Despite the billing, Royal Opera House couldn't spare a whole orchestra, so we got a chamber version, and before that, a quartet. Mahler's earliest surviving work, the A minor Piano Quartet, is far from standard repertoire, which makes it all the more odd I've managed to hear it twice in one week. For the players of the Berlin Philharmonic and young pianist Bishara Harouni last Sunday it was a fresh and charming piece of juvenilia. The more experienced hands of Antonio Pappano (a rare stint at the piano) and his Royal Opera House principals stamped it with the dramatic flair of the mature composer; remarkably this simple little piece became identifiably Mahlerian.
After a Friday night outing at the Royal College of Music, it was second time this week for Wagner's Siegfried Idyll too. The caressing lullaby that begins and ends the work was beautifully brought to life by the incredibly detailed playing of the ROH orchestra's concertmaster Vasko Vassilev, his every note weighted and coloured. Pappano traced out a confident narrative line, demanding the musicians' absolute attention with the bold tempo changes and dramatic pauses that sculpted his phrases.
I was astonished at how indifferently it was received. Perhaps everyone was just keen to get to the interval bar. But they were much happier with Das Lied von der Erde - in fact the main reason my photos are so fuzzy is that the floor was shaking with the power of the applause.
In many ways I prefer this Schoenberg/Riehn chamber version to the original. It has an economy of means that matches the economy of expression in late Mahler. Pappano, thankfully, wasn't tempted to overload it with fussy details, instead choosing to establish a clear identity for each song. Beginning the evening with the Quartet wasn't just a practical solution for the size of the ensemble - it drew a connection with the clarity of this earliest works.

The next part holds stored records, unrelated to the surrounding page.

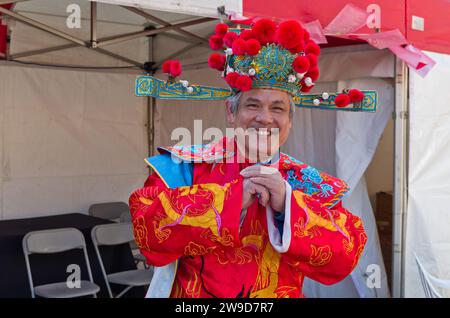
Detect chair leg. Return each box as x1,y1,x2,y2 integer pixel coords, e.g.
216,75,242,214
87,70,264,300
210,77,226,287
116,286,133,298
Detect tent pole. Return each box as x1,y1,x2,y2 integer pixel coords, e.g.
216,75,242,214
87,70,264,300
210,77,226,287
98,18,215,47
0,7,87,46
121,6,209,44
91,1,97,48
392,58,409,298
154,43,203,68
147,36,156,157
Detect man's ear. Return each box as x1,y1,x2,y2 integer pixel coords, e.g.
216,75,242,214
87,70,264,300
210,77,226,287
225,101,235,125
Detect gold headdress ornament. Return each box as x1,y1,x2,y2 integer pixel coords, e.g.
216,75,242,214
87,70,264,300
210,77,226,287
136,19,377,112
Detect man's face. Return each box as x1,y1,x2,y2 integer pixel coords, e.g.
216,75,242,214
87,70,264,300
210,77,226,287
227,89,292,161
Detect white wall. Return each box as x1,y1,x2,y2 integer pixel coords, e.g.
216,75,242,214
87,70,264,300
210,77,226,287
365,118,394,209
404,53,450,297
0,64,148,219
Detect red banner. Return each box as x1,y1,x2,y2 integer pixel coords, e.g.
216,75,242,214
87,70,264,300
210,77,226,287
0,4,12,57
243,0,450,53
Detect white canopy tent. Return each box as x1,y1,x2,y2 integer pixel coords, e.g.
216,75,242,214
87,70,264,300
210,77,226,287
0,0,450,297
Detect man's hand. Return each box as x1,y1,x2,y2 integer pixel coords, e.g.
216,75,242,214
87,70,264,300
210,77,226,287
242,179,270,209
241,165,286,213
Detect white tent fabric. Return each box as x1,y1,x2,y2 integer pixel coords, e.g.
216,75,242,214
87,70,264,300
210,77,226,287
287,77,394,297
0,64,148,219
91,0,242,17
404,52,450,297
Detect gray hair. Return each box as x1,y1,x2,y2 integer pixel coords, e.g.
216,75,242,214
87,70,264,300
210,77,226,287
227,92,295,117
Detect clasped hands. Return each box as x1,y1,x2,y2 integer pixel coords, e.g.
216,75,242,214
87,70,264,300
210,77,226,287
241,165,286,213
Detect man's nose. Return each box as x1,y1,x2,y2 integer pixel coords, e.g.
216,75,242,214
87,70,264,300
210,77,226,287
256,109,273,125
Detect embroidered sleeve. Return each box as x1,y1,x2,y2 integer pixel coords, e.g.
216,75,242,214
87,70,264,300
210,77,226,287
129,175,242,266
268,190,367,285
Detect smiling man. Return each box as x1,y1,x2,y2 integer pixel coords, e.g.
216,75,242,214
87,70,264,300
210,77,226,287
130,20,367,298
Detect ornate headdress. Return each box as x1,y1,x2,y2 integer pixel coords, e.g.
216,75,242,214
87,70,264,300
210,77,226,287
136,19,377,112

There was simplicity too in the way Klaus Florian Vogt applied his healthy, powerful sound to a straightforward interpretation of the tenor songs. Thomas Hampson's style was more nuanced. He brought an intelligent grip of the text and an expressive range of vocal colours to the demanding baritone part, lacking only firmness at the very bottom and fullness at the very top of his range. His Von der Schönheit suffered from an aggressively shouty edge, but serenity was restored in the final Abschied.